# I think i met someone really special, thnx sas :)



## shyguydan (Dec 30, 2004)

Well an update on my condition of sa and depression.... IT IS FINALLY GONE, I COULD NOT BE SO HAPPY IN MY LIFE NOW!! :thanks , and going out lots and meeting new people, well actually that is why i wanted to write this related topic in here... i meet this girl who is also battling sa and depression... ASHTON, if that rings n e bells to anyone and I would like to say she is amazingly stunning girl and she is so adorable and i think that we hit it off in a right step here, what else can i say about her, that she has the nicest blue eyes i have ever seen and when you look into them, u just melt, she is a great girl, and i will be looking forward to getting to know her more and chillin with her, we are going to be getting piercings(well me) and she is getting a belly button ring tommorow, so it will be fun, n e ways thats my story right now, I am hoping she feels better from her sa soon, but hanging out with me, might do the trick, i hope.


----------



## Ashton (Jul 10, 2004)

Thanx ur an Awesome person.For the past couple of days we've been doing really fun things together like, today we went to a seafood restaurant, shopping for me (him and his friend actually really enjoyed helping me) and just go driving with good music turned up loud it's Wicked!
Reading this i remember that he gives me, the same feeling that all of you guys gives me here on sas.
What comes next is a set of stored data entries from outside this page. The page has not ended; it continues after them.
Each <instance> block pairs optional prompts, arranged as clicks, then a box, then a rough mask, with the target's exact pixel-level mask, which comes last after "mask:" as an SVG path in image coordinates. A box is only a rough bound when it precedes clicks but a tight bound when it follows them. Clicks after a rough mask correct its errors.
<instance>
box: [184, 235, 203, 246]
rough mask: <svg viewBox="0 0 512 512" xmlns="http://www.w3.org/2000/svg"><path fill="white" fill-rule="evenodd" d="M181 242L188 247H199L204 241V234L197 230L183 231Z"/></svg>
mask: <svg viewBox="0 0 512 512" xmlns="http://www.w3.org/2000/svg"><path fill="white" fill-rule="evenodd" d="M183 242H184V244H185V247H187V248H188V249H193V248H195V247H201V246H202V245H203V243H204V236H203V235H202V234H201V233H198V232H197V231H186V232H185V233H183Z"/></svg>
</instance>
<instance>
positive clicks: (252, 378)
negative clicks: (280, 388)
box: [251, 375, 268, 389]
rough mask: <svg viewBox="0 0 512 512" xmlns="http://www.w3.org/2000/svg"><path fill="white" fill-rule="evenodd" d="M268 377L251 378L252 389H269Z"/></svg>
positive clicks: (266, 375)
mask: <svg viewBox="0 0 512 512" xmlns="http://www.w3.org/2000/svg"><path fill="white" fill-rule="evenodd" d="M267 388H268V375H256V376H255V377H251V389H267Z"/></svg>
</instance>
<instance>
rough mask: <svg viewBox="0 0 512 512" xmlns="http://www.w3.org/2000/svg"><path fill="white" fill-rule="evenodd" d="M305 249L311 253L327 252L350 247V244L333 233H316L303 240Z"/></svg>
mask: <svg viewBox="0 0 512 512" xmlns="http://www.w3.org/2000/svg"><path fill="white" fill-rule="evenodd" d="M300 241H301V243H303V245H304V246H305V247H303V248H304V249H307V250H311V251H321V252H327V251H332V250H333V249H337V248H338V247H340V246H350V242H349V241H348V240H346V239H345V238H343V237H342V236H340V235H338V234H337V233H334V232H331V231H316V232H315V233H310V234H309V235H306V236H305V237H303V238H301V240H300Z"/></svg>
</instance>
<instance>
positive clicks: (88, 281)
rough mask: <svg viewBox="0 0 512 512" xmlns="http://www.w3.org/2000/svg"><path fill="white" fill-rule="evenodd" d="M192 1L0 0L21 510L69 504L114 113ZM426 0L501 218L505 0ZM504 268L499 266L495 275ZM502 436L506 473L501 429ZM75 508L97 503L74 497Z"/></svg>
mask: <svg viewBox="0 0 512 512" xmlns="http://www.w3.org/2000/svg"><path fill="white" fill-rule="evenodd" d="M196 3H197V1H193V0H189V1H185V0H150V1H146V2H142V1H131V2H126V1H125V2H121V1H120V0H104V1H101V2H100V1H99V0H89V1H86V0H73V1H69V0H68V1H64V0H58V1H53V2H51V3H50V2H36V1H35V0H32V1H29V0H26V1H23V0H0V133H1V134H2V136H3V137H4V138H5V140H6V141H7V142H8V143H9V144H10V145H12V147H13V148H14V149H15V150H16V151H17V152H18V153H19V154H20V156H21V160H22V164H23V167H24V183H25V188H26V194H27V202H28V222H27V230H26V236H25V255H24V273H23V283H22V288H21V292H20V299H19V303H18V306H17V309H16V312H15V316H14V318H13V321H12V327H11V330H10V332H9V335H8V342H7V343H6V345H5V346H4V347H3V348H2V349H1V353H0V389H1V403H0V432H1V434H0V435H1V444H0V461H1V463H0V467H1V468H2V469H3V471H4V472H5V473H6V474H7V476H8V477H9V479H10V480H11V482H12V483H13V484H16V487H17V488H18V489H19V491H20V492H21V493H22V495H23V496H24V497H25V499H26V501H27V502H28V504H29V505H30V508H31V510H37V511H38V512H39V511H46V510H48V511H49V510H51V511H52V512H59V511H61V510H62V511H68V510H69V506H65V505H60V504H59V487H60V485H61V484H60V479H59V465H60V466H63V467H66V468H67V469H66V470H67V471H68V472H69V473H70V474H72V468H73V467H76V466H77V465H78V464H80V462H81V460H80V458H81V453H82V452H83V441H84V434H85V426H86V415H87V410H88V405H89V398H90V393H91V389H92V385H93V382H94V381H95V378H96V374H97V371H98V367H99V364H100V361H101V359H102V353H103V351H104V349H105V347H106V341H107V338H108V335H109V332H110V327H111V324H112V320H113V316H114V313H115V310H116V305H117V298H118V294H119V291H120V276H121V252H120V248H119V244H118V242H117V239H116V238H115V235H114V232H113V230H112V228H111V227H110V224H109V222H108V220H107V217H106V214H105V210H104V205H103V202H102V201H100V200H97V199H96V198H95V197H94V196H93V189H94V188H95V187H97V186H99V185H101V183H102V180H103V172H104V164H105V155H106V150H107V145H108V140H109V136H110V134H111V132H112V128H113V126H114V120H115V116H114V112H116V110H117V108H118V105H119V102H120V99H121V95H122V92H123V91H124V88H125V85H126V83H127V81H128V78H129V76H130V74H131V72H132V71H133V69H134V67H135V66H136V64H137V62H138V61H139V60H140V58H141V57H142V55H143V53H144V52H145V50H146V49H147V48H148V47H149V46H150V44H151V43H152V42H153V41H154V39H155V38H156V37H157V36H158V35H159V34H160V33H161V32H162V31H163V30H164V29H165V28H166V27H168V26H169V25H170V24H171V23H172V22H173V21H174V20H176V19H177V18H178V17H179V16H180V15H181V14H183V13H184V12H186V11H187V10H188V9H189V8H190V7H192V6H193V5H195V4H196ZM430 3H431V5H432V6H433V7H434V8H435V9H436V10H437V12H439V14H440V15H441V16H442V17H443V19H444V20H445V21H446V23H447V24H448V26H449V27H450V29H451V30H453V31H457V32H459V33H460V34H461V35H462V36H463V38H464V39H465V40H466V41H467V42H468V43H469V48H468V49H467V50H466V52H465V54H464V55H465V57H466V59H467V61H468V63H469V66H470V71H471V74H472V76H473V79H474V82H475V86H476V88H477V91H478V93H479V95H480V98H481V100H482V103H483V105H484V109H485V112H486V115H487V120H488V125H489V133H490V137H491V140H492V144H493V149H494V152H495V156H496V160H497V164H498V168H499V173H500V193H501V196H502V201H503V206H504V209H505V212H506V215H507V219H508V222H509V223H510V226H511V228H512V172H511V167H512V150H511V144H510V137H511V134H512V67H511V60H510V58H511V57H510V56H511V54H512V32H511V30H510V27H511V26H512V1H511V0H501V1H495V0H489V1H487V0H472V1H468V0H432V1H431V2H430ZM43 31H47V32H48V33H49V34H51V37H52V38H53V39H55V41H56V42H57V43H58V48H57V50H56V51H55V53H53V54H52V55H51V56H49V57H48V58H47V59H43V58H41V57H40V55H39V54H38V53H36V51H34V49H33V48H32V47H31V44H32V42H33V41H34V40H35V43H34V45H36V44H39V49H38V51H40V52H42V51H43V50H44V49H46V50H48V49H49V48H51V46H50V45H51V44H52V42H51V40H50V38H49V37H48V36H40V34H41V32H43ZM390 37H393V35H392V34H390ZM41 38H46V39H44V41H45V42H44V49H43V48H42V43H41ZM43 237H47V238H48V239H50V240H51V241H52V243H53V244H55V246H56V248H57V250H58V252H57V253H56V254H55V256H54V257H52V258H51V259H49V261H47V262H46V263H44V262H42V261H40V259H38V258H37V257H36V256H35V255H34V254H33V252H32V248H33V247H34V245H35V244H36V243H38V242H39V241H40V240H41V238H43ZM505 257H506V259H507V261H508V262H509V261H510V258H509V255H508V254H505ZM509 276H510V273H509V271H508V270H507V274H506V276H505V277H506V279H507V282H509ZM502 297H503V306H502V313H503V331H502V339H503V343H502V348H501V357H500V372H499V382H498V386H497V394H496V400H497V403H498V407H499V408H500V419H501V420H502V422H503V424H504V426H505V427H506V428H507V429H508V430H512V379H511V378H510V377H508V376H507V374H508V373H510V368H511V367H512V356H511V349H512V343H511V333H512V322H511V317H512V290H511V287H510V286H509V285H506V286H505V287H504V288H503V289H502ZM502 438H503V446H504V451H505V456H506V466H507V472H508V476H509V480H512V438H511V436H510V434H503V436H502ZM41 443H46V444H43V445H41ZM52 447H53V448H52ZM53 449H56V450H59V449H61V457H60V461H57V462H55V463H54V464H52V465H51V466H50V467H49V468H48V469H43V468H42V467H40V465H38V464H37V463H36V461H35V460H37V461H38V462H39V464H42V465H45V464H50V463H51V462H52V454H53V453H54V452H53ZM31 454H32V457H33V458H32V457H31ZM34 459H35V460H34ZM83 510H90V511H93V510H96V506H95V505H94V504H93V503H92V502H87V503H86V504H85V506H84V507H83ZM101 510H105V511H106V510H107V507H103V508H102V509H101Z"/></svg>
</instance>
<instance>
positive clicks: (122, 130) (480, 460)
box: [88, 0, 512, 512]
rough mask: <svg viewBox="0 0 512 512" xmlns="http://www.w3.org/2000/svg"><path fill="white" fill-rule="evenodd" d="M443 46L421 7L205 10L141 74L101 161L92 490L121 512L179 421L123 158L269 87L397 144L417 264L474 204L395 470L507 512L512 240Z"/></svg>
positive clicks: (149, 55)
Dan ur a super sweet person and you proved it for real too, it makes you believe that there is alot of you other guys out there waiting to meet me, real and sweet.
Shyguydan u are probably one of the best friends to have.


----------



## David1976 (Nov 8, 2003)

I love love!!


----------



## ghostgurl (Sep 20, 2004)

Congrats! :banana


----------



## emptybottle (Jan 3, 2005)

Awwww!! :clap Did you meet at SAS?


----------



## missnat84 (Dec 31, 2004)

thats great


----------



## Anatomica (May 23, 2005)

awesome! :yay :clap :banana opcorn 

keep us updated on your progress


----------



## meggiehamilton (Nov 12, 2003)

Thats fantastic news! :banana


----------



## Jennn (Sep 7, 2005)

this is awesom!! what a happy news!! I feel so happy for you guys. ^__^


----------



## millenniumman75 (Feb 4, 2005)

Way to go, ShyguyDan and Ashton!

:boogie :boogie :boogie!


----------



## gejj (Jun 10, 2005)

congratulations you 2! :clap


----------



## Ashton (Jul 10, 2004)

emptybottle said:


> Awwww!! :clap Did you meet at SAS?


yep!


----------